Reputation: 7910
If I have a 2D numpy array as follows:
[[1., 0., 1.]
[1., 0., 2.]
[2., 0., 1.]]
I'd like to normalise all columns to sum to 1, resulting in:
[[0.25, 0.33, 0.25]
[0.25, 0.33, 0.50]
[0.50, 0.33, 0.25]]
Note that in the case where the sum of a column is 0, I'd like them to be equally distributed as you see above. It's essentially just scaling but with a special case.

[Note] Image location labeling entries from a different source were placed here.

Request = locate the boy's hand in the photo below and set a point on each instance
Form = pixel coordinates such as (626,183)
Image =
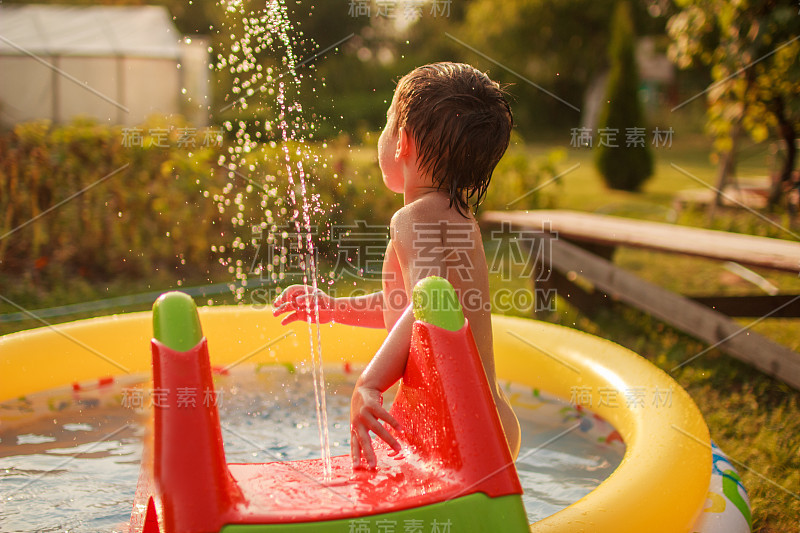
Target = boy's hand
(366,411)
(300,301)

If I was guaranteed that all columns would add up to be > 0
then I could just do:
>>> x = np.array([[1,2,3],[4,5,6],[7,8,9]]) * 1.0
>>> x
array([[ 1., 2., 3.],
[ 4., 5., 6.],
[ 7., 8., 9.]])
>>> x / np.sum(x, axis=0)
array([[ 0.08333333, 0.13333333, 0.16666667],
[ 0.33333333, 0.33333333, 0.33333333],
[ 0.58333333, 0.53333333, 0.5 ]])
But that fails for the first example because you get a /0
error.
It would be ideal if there was a general solution which could be extended for a third dimension also. The example run above works exactly the same for 3D arrays, but still fails on the zero case.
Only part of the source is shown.